20 Giugno 2018

La politica è peggio di “Suburra”. Mengoli ci spiega l’‘affaire’ stadio della Roma. Tra fancazzismo, paraculaggine e… Monicelli

L’attualità, a volte, è una fonte sublime di comicità assoluta. E come spesso capita nella migliore narrazione comica, per dargli un tocco d’autore, c’è l’eroe per caso e, infine, si sfocia nel tragico, sulla falsariga del capolavoro di Monicelli, La grande guerra, con Alberto Sordi e Vittorio Gassman. Dinamiche che ritroviamo nella vicenda degli ultimi giorni sul progetto del nuovo stadio di Roma, con l’inchiesta che ha portato in carcere per corruzione una decina di nomi eccellenti del tessuto politico-imprenditoriale romano e nazionale (e che preannuncia sequel più di una serie di successo di Sky e Netflix).

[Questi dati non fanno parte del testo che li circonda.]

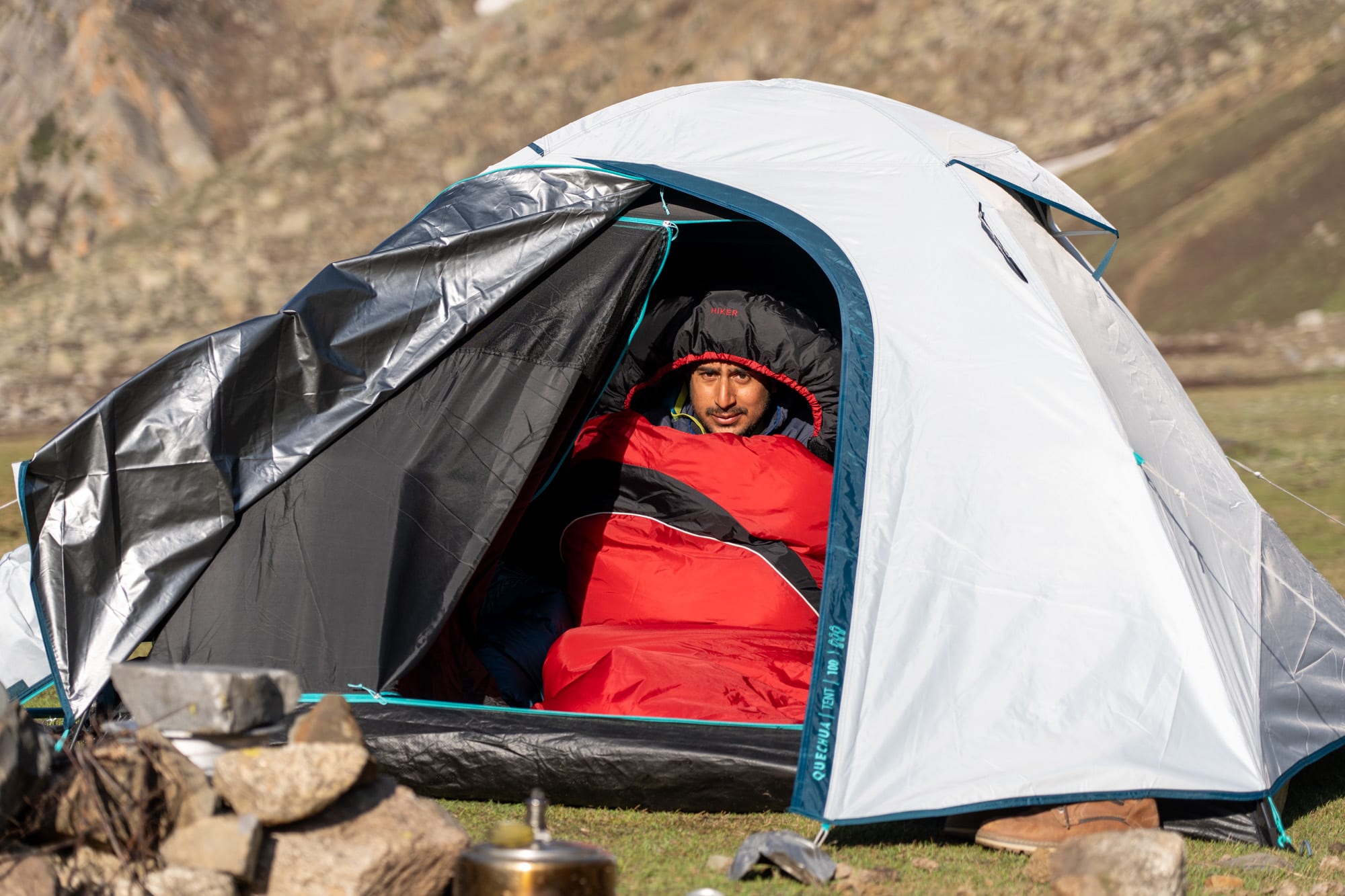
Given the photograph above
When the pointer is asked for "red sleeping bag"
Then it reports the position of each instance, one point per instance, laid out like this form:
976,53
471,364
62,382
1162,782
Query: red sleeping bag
695,568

A prescindere dalla cronaca e da eventuali anni di carcere per i presunti responsabili, ci sono un paio di immagini dalla vis comica potentissima.

“Qui non si usa” pare abbia risposto Pierfrancesco Maran, assessore all’Urbanistica di Milano e nostro eroe per caso, quando la comitiva romana, capeggiata dal palazzinaro Luca Parnasi, ora agli arresti, ha provato a usare le stesse dinamiche romane per il futuro stadio del Milan, dinamiche che hanno poi scaturito l’inchiesta romana e le relative manette.

Risposta di Maran a quale domanda? Lo scopriamo dal Corriere della Sera: “Gli abbiamo proposto un appartamento – raccontano intercettati gli uomini di Parnasi – ma lui ha risposto di no dicendo che lui ‘non voleva prendere in giro chi l’ha votato’”.

Sentire una roba così da un politico italiano è da pelle d’oca. Per dire, io da vecchio romanticone, mi sono commosso perché era dai tempi di De Falco che urlava al telefono a Schettino che non ci ricapitava un simile eroe borghese.

Che poi quel “Qui non si usa” detto proprio a Milano suona un po’ pretenzioso, con tutti gli scandali che abbiamo registrato nel capoluogo lombardo da Tangentopoli all’altro ieri, ma va bene lo stesso, non andiamo troppo per il sottile.

Con Parnasi – altra constatazione fulminante – che ha detto: “Abbiamo fatto una brutta figura: sembravamo i romani dei film quando vanno a Milano”.

Anche se forse è troppo bello perché sia andata esattamente così. Difatti il Corriere della Sera puntualizza che “quelle frasi l’assessore le avrebbe davvero sbattute in faccia agli emissari di Parnasi, ma per stoppare un abbozzo di progetto un po’ raffazzonato”.

Però va bene uguale per farci dire che l’Italia va male perché ci siamo fatti fregare da chi ci rappresenta a livello istituzionale. Sentite questa: un alto dirigente di una importante industria alimentare italiana di fronte a una delicata riunione in Europa si è sentito dire dal giovane rappresentante ministeriale che doveva tutelare gli interessi nazionali del settore: “Parla tu perché io non so niente, non so neanche perché mi hanno mandato qua”.

In un paese che deve svoltare, dopo decenni di fancazzismo e paraculaggine, proporre un progetto raffazzonato – in realtà, nelle intercettazioni, un funzionario di Palazzo Chigi dice che il nuovo stadio di Roma “è uno schifo” – per la realizzazione di un’opera dall’enorme impatto come uno stadio meriterebbe se non le manette, la pubblica derisione all’infinito. Da noi invece vale la presidenza dell’Acea a Luca Lanzalone – il super-consulente del Movimento 5 Stelle e appunto presidente della multiservizi di Roma –, dimessosi per l’arresto ai domiciliari e che, addirittura, pareva essere l’alternativa a Conte come premier!!!

A conclusione del lato comico della vicenda c’è la tanto involontaria quanto strepitosa battuta della sindaca Raggi dinnanzi all’ennesimo scandalo che coinvolge suoi strettissimi collaboratori: “Accanimento perché sono una donna”.

Qual è invece la chiusura tragica? Che la politica – romana e non solo – è peggio di Suburra. Fiction o non fiction, questo è il dilemma.